The repo rate, determined by the Reserve Bank of India (RBI) is one of the most important tools used to control liquidity, inflation, and overall economic stability. It is the rate at which the RBI lends money to commercial banks. This rate has a influence on lending rates across the country, especially home loan interest rates.

When the RBI raises the repo rate, borrowing becomes more expensive for banks. In turn, banks pass this increased cost onto consumers, resulting in higher home loan interest rates and increased EMIs (Equated Monthly Instalments). This makes it more expensive for individuals to borrow money for home purchases, potentially impacting their monthly budgets and long-term financial plans.
On the other hand, a reduction in the repo rate makes borrowing cheaper. Banks are able to lower their lending rates, which leads to more affordable EMIs and better loan terms for homebuyers. This encourages people to borrow and invest in real estate, which can boost demand in the housing market.

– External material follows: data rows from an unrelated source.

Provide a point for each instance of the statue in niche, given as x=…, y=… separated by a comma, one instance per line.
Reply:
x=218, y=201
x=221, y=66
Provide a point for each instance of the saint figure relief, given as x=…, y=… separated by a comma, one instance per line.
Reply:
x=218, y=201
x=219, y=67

For prospective and existing borrowers, understanding how changes in the repo rate affect home loan costs is essential. It allows them to make informed decisions about loan timing, refinancing, and budgeting. Staying updated on RBI policy decisions can help homebuyers plan better and save significantly over the loan tenure.
On April 9, 2025, RBI announced its second consecutive 25 basis point reduction in the repo rate, bringing it down to 6.0%. This decision was made by the RBI's Monetary Policy Committee, chaired by Governor Sanjay Malhotra.

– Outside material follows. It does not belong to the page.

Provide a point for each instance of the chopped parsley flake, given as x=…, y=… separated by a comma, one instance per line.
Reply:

"After a detailed assessment of the evolving macroeconomic and financial conditions and outlook, the MPC voted unanimously to reduce the policy repo rate by 25 basis points to 6 per cent with immediate effect," Governor Malhotra said.
How Changes in RBI Repo Rate Impact Home Loan Borrowers?

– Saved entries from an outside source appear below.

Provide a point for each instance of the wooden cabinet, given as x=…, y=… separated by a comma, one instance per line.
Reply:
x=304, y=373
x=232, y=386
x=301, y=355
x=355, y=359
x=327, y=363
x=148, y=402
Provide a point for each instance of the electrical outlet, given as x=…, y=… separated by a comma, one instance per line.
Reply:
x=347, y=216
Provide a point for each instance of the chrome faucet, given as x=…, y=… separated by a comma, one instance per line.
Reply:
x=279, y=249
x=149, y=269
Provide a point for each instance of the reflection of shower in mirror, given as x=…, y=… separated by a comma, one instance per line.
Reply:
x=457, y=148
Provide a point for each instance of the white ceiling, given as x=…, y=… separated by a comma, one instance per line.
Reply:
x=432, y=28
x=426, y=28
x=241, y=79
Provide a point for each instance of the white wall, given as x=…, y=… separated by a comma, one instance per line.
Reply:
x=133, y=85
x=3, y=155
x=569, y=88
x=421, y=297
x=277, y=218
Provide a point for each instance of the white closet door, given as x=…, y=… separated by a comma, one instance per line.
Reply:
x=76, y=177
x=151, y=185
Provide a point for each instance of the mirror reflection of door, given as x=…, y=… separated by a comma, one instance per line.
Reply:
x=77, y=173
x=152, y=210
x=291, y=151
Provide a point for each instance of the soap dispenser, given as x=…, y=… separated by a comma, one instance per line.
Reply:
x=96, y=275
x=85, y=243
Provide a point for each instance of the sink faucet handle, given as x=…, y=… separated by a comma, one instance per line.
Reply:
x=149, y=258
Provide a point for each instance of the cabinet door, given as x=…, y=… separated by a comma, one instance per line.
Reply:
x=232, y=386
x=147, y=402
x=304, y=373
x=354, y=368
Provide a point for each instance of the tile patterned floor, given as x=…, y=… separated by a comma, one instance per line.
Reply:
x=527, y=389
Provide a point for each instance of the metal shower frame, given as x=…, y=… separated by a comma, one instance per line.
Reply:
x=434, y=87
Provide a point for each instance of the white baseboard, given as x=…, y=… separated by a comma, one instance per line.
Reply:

The repo rate may not impact home loans directly, but its influence is certainly significant. When RBI increases the repo rate, it becomes more expensive for commercial banks to borrow funds. This added cost is typically passed on to consumers, which means home loan interest rates tend to rise as well.
Although the change is not immediate, it eventually affects all types of public borrowing, including home loans. Both the interest charged by banks on loans and the returns on fixed deposits are indirectly influenced by fluctuations in the repo rate.
For existing home loan borrowers, especially those with floating interest rates, a hike in the repo rate usually leads to higher EMIs. That is because many loan rates are tied to the bank's internal benchmark rate, which is itself shaped by the prevailing repo rate.
When calculating the final interest rate applicable to a borrower, financial institutions consider three key components including the borrowing cost, the internal benchmark rate, and a credit risk spread. All of these are influenced, either directly or indirectly, by movements in the repo rate.
RBI Repo Rate Changes: How to Calculate Home Loan EMI?
Suppose if you have a home loan of Rs 50 lakh for a 20-year term, and you are paying an interest rate of 6%. With this setup, your monthly EMI would be around Rs 35,816. Now, if the interest rate increases to 6.4% due to a repo rate hike by the RBI, your EMI will also go up to Rs 37,027. That is an increase of Rs 1,211 every month.
But instead of raising the EMI, the bank might increase the loan tenure slightly, so your monthly payment stays the same, but you will take longer to repay the loan.
Now, imagine the RBI cuts the repo rate, and as a result, your interest rate comes down to 5.6%. In this case, your EMI would drop to approximately Rs 34,579, a saving of around Rs 1,237 every month.
Instead of reducing the EMI, sometimes banks choose to shorten your loan tenure while keeping your monthly payment the same. This way, you can finish repaying your loan earlier.
In either case whether your EMI increases or decreases or your loan duration changes, your bank will inform you beforehand. So, if you have a floating-rate home loan, it is smart move to keep an eye on repo rate changes announced by the RBI.
"If the difference is sizeable, say, 50 bps or more and if half their loan tenor and balance remain, they should strongly consider a refinance to a repo-linked loan from a bank. The advantage these loans have over prime lending rate (PLR), marginal cost of funds-based lending rate (MCLR), and base rate-linked loans is that the rate cuts are free, immediate, and automatic," Anuj Kesarwani, Founder of Zenith Finserve explained.